Jubilant, but trying to keep this hidden, Calian drank the last of his beer and stood. He and his brothers left the bar.

“I checked the map of the area during the flight from Winnipeg. If we head out toward the airport and keep going, we’ll get to the Wapusk National Park. If we go the other way, we’ll hit Hudson Bay and the beach area,” Matto said. “Not much of a beach. It’s rocky.”

The main road, broad and straight, ran from one end of town to the other with smaller roads breaking off. Their boots crunched over ice as they sauntered toward their accommodation at the Tundra Inn.

“I have her scent.” Matto’s voice sounded strange, almost confused. “I think it’s her.”

Calian sucked in a deep breath and worked his way through the layer of scents. The road. Vehicles. The slightly gamey aroma he’d got at the bar. Gas and oil. Food from the café to their right. And lastly, a light floral note along with another muskier one.

“She smells good,” Dakota’s tone emerged close to grudging.

Calian agreed and more astonishing, his wolf stirred within him—a flutter of another presence.

Kansas shook himself. “She’s irritating my wolf.”

“You too?” Matto asked. “It’s like my wolf has woken from a long sleep.”

Interesting. Calian didn’t comment, but that described his wolf’s ultra-awareness. To his knowledge, a wolf only reacted this way if he sensed a mate. None of them had responded in the bar, but she hadn’t been there for long. The gamey fragrance of other shifters had overlaid her lighter one, suppressing it from their wolves.

“She left with the bearded man. Do you think they’re together?” Dakota asked.

Kansas growled, the sound so wolflike they all gaped at him. “What?” he demanded irritably. “She has upset my wolf when I was fitting in with the human side and becoming comfortable.”

Calian bit his tongue. Luckily, their parents lived in Arizona and didn’t realize the damage their sons had done to their wolves by suppressing them long-term.

“Okay,” Calian said. “This is the plan. Let’s follow the trail and discover where she’s living. There aren’t many people about this evening. I think we can risk shifting near the vehicle. The last one to shift can toss the clothes into the rental.”

“I haven’t shifted for almost a year,” Kansas confessed. “It’s gonna hurt like a bitch.”

“I’ll transform last,” Calian volunteered since he tried to run in wolf form most weeks. His mind and body worked better if he embraced his wolf side, turning him into a formidable force. At least that’s what he told himself. He grinned in an acknowledgment of his arrogance. A weakness and a strength.

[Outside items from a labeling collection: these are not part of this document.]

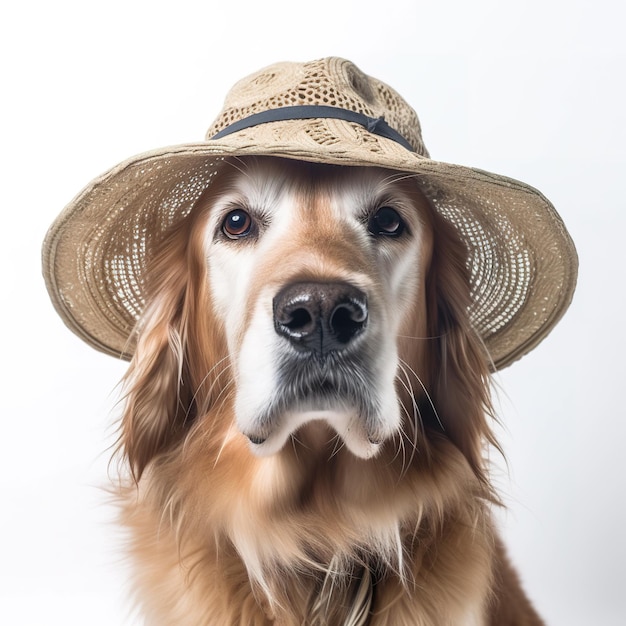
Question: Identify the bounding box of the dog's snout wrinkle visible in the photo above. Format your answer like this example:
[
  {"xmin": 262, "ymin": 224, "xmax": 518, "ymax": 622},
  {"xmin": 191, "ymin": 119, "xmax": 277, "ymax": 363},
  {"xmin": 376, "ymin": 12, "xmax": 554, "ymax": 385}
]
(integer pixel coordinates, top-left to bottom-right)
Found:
[{"xmin": 273, "ymin": 282, "xmax": 368, "ymax": 354}]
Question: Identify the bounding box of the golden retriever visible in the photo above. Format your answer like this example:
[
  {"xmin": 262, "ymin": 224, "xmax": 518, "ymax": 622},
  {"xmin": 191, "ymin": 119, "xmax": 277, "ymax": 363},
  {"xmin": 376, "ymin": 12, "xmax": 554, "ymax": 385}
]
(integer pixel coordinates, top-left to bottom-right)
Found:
[{"xmin": 120, "ymin": 157, "xmax": 542, "ymax": 626}]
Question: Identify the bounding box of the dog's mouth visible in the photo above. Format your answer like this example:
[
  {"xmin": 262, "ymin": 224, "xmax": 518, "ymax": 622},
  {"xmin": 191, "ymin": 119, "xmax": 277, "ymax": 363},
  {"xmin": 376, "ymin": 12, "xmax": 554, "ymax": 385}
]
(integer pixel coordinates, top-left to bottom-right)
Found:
[{"xmin": 238, "ymin": 356, "xmax": 391, "ymax": 458}]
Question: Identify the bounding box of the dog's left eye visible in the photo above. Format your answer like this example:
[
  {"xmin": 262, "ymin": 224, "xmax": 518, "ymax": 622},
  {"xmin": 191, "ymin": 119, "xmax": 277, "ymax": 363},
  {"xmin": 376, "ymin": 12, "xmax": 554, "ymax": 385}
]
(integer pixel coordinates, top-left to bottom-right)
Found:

In silence, they glided through the darkness, instinct making them stick to the shadows rather than the areas illuminated by streetlamps.

The floral perfume trail took them past the Tundra Inn and down a side street. The scent led to a boxy gray house.

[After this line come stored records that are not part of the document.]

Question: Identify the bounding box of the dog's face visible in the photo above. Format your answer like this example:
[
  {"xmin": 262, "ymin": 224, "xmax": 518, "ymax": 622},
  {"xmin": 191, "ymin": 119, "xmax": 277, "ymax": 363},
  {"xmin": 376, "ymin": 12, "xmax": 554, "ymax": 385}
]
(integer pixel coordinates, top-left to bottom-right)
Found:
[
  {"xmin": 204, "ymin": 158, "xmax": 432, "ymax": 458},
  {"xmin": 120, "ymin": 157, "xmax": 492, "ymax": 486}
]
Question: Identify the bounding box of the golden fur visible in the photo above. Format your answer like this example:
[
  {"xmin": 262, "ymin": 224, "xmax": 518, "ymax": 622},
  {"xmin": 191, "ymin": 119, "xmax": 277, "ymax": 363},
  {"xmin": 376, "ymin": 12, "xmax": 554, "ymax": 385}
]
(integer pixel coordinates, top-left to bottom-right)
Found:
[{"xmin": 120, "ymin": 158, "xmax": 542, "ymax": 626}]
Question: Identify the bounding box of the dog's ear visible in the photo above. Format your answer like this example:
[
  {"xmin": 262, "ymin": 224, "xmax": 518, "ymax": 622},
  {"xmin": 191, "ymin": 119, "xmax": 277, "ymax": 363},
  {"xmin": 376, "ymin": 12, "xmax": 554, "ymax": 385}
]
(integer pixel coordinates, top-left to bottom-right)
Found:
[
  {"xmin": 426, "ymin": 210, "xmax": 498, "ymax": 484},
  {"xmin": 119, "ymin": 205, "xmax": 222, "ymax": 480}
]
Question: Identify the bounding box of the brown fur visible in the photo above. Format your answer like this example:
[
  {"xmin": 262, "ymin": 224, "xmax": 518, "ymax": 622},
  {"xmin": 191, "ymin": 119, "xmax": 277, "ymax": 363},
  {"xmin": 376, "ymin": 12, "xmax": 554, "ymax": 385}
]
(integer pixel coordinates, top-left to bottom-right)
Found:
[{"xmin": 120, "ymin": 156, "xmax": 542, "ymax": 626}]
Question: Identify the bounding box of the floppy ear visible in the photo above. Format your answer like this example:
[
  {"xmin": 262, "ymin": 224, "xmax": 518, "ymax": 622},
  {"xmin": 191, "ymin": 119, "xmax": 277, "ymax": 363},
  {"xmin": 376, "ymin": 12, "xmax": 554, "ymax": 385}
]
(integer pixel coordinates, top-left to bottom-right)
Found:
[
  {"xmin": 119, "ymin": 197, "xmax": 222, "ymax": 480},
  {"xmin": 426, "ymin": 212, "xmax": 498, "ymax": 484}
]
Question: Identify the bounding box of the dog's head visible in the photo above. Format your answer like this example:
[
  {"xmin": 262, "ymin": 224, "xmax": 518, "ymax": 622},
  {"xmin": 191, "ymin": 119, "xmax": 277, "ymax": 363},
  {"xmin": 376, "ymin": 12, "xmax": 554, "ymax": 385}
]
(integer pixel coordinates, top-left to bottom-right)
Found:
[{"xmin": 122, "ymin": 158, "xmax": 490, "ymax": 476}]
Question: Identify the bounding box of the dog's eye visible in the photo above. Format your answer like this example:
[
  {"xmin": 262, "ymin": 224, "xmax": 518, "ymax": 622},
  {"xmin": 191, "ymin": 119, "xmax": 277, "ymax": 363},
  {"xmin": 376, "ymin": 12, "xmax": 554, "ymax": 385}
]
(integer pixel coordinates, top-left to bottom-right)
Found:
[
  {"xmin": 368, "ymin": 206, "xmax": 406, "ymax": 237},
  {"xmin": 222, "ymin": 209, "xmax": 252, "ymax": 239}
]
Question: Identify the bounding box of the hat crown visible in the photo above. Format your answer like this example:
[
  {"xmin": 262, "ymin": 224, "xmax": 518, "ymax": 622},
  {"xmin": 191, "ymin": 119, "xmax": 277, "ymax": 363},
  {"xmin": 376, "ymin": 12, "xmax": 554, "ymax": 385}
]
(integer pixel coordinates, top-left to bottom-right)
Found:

“They must have limited paint colors up here,” Kansas muttered, still sounding snappish.

True. The town didn’t have much of a personality, giving off a real frontier vibe.

“We’ve discovered where she lives. What now?” Matto asked.

“We do a perimeter check,” Calian said.

“The guy went inside with her,” Kansas telegraphed his disapproval.

An answering growl formed in Calian’s throat, echoing his brother’s displeasure as he stared at the gray door. This woman hadproblemwritten all over her. He and his wolf sensed this with every particle of their being.

As they slunk into the shadows cast by the building and checked the scents and sounds, a feminine scream rang out.

Calian froze, the hair at the back of his neck bristling.

“Noisy during sex?” Matto asked.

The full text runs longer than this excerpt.